Fizemos uma formação de dois meses no Museu Afro-Brasileiro no Ibirapuera e foi maravilhoso! Entendi a minha função na Fundação. Camila e eu abraçamos esse projeto de um jeito, que vivíamos em função dele. Assim começou meu processo educativo na Fundação: eu pensava e desenvolvia atividades com a pauta da negritude, da cultura popular, da política, da história, da arte, querendo muito que cada menino se reconhecesse no meio daquilo tudo. Que ele soubesse de onde ele vem, porque é que ele tá ali, porque é que ele fez o que fez, e que por isso, ele é também vítima daquele sistema. Ah, que ingênua que eu fui! É claro que eu não dizia isso declaradamente, mas eu dizia de outras formas, e começaram a sacar o que eu estava fazendo. Eu decidi que o meu caminho ali, com aqueles adolescentes seria o do bem querer. Que eu os trataria como seres humanos, e ofertaria respeito, olho no olho e honestidade, tanto me fosse possível.

Era uma montanha russa estar ali, cada dia era realmente um dia. Descobri o poder do posicionamento político. Coisa que a Cultura Popular

também me trouxe me atravessou e determinou meus caminhos. Meu caminhar lá foi curto, mas bastante importante.

E quando nos deparamos estávamos de novo com um projeto contemplado pela Lei de Incentivo à Cultura de Sorocaba. De novo montando espetáculo onde a calçada era nossa mitologia, era o imaginário popular. Desta vez, com o Grupo Saramuná, e decidida a mergulhar muito mais nesse universo, muitas outras pessoas chegaram para compor neste processo.
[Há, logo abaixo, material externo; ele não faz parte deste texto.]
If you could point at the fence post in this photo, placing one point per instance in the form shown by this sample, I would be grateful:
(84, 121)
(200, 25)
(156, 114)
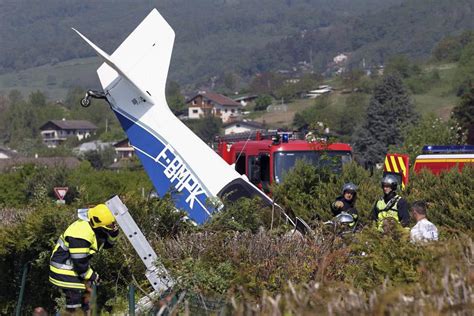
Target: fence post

E, apesar da brincadeira efetivamente ser um espaço de alegria, é muito difícil coordenar e manter um grupo, principalmente um grupo de Cultura Popular. Embora seja um espaço de representação de uma manifestação tradicional, e não tenhamos nenhum laço direto com a tradição, é um trabalho com seriedade. Mas o fluxo de pessoas é grande, visto que cada uma tem uma motivação muito particular de estar num lugar como este. Na condição de condutora do trabalho tenho que lidar não só com os conteúdos da pesquisa, mas da harmonia do grupo, para que seja um espaço prazeroso e construtivo de experiências. E continuo nesse desafio até os dias de hoje, constantemente. É o espaço que construímos Camila e eu, para gente ser gente melhor, para gente se ajudar. Para gente errar também, que a gente erra muito, muito mesmo. Eu gosto quando isso acontece. Sempre há gente generosa do nosso lado, que mostra o erro, compartilha uma história para que a gente aprenda com ela. Fazendo-nos perceber que estamos em formação e constante transformação, que é do aprender que a gente gosta. A gente falha, fracassa e continua. Dou valor a todo mundo que já fez parte um dia e faz parte hoje desse projeto de vida que é o Saramuná.

Camila não mora mais na cidade de Sorocaba, mas continua pulsando comigo, de mãos dadas, naquilo que faz sentido para vida nossa. Saramuná continua falando mais forte, falando mais alto. Porque Saramuná é o brinde do nosso reencontro nesse mundo.